There's a lot of anger. Distress. Finger-wagging. I'd like to blame people too. But I'd like to start with myself.
I do not participate in society's affairs beyond the usual limits. But is that such a bad thing? I'd like to lead my life the way I want to. All I ask for is the security and freedom to do so. I pay my taxes by means of earning an honest income. I have voted in every election since I turned 18. I am aware of traffic rules. I even sign online petitions when the urge takes me. Sure, I don't stand for elections or participate in rallies. I don't know what it would take for me to become more 'activist' - perhaps I never will. But I'm making a reasonable contribution to the land I happened to be born in.
But I do forget easily. Leave aside doing something about them, I don't even know what the progress has been in previous cases of distress to affect India. It fades away from memory. Who do you blame? Life is perennially news-worthy, so the news-men have to write about those things. My own life demands my attention like an impatient child. So who is awarded the contract to keep track? We think those faceless bureaucrats and in-your-face politicos ought to. But I can't tell if they are doing a good job or not - perhaps they foiled 99 major attacks, perhaps they were incompetent enough to let through the only attack ever attempted. I simply don't have all the information.
A tattoo! That's the answer. (Stop it now - don't be flippant).
So I ask myself: how will you not forget? How can you blame the others if you don't even remember to finger-point? It's quite possible people 'out there' are keeping an eye out, on my behalf. As a member of the un-involved masses, I'm going to try and change my own state of ignorance.
People have been saying: "we will not forget", "We will be there every week". I hope they do. But I find it hard to believe they will, and cross a certain critical threshold. Unless their lives change fundamentally in order to accomodate this zeal. It's hard to be that possessive about anger. So all I, inert participant with the limited means at my disposal, will try to do is this: each month's 26th, I will write a short post on this blog, summarising all that I will have read and tracked about in that month about what is happening re: the November attacks. I'll also try to note what the others, who have promised to remember, have done. I have no idea where I'll begin, for I have no capacity for primary research here. Perhaps on most occasions, I will only announce, yet again, my failure to do even this simple task. But I will try. If this menial task is beyond me, why speak of loftier goals?

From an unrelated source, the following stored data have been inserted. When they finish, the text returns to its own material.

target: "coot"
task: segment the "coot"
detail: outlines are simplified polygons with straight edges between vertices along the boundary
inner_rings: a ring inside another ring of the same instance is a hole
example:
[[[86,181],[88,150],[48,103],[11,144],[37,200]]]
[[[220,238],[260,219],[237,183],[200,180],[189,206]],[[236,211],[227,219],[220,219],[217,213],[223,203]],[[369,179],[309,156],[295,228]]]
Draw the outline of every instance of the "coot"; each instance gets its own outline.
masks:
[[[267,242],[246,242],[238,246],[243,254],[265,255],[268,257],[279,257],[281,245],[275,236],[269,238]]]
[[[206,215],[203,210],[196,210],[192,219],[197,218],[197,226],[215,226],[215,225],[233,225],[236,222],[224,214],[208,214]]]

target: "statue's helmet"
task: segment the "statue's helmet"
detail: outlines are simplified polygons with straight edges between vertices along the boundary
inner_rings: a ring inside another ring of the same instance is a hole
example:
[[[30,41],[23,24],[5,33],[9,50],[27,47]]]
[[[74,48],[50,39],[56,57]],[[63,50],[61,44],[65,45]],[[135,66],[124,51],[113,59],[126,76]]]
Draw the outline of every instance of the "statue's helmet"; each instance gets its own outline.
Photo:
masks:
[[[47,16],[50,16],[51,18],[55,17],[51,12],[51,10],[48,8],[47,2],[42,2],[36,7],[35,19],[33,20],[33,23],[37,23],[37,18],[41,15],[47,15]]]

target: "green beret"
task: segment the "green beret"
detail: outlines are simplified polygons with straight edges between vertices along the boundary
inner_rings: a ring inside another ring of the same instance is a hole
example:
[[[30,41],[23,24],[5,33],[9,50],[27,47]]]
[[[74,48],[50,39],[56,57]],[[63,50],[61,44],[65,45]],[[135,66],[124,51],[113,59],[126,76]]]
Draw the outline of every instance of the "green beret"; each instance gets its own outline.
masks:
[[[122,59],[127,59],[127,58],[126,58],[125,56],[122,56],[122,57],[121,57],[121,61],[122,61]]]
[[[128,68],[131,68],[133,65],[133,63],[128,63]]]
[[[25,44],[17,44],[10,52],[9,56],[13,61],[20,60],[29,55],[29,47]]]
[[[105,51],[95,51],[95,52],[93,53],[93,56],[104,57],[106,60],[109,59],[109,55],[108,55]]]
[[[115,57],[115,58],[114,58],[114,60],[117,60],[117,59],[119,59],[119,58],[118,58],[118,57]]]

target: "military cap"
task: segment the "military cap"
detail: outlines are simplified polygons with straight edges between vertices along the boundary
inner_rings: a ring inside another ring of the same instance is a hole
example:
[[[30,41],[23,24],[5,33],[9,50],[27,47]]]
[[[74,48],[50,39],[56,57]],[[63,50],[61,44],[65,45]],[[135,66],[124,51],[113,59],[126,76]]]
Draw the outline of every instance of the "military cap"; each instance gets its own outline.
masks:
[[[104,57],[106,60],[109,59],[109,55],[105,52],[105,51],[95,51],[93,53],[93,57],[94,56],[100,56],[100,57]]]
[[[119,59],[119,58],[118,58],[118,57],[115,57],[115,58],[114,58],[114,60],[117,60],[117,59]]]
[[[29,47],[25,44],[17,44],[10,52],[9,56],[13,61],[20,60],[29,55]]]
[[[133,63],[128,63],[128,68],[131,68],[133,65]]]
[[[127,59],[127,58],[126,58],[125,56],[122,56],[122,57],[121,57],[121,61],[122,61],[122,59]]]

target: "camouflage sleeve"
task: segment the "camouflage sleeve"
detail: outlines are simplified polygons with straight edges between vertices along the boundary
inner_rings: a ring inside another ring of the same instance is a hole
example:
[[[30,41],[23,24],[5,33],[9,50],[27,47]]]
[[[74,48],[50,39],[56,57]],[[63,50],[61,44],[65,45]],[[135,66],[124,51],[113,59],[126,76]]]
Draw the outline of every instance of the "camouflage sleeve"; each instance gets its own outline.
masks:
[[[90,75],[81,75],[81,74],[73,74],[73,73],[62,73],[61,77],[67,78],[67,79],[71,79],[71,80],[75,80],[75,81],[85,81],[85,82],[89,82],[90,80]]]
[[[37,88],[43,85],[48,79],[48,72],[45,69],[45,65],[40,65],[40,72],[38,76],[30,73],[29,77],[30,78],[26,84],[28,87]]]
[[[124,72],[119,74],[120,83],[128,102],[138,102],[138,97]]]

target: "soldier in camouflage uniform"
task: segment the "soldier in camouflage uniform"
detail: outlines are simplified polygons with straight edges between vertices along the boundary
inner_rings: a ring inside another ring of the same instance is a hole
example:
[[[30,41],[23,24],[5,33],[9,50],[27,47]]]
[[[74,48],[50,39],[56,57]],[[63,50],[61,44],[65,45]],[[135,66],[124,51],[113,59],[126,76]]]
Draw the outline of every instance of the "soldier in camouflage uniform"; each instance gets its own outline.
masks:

The day in 1949 the Constitution of India was passed? Nope.
For me, 'terrorism' could be anything that scares me out of conducting my life in a reasonably independent manner. In essence, rioters, dangerous traffic conditions, gun-toting extremists, do all this. Of course, one is unlike another, and for most people, an external threat is more dangerous, with a bigger outcry. If the people of Bombay could show us how to tackle big demons, perhaps we little cousins might summon up the initiative to take on our lesser evils.
Back to the idea of Bombay. Cities change over a period of time, but Bombay's ideas have been steadfast. Others in the country seem to be (regrettably) leaving behind their own ideas and copying some of Bombay's. But all the more reason to nurture the original, for who knows what will take its place if that idea goes missing.
Finally, I'm not from Bombay. But there must be some traces of it in me. I was born in Bombay. On the 26th of November. The latest entrant to a list of dates that will live in infamy. But forever? Hopefully, some day we won't need to rememeber.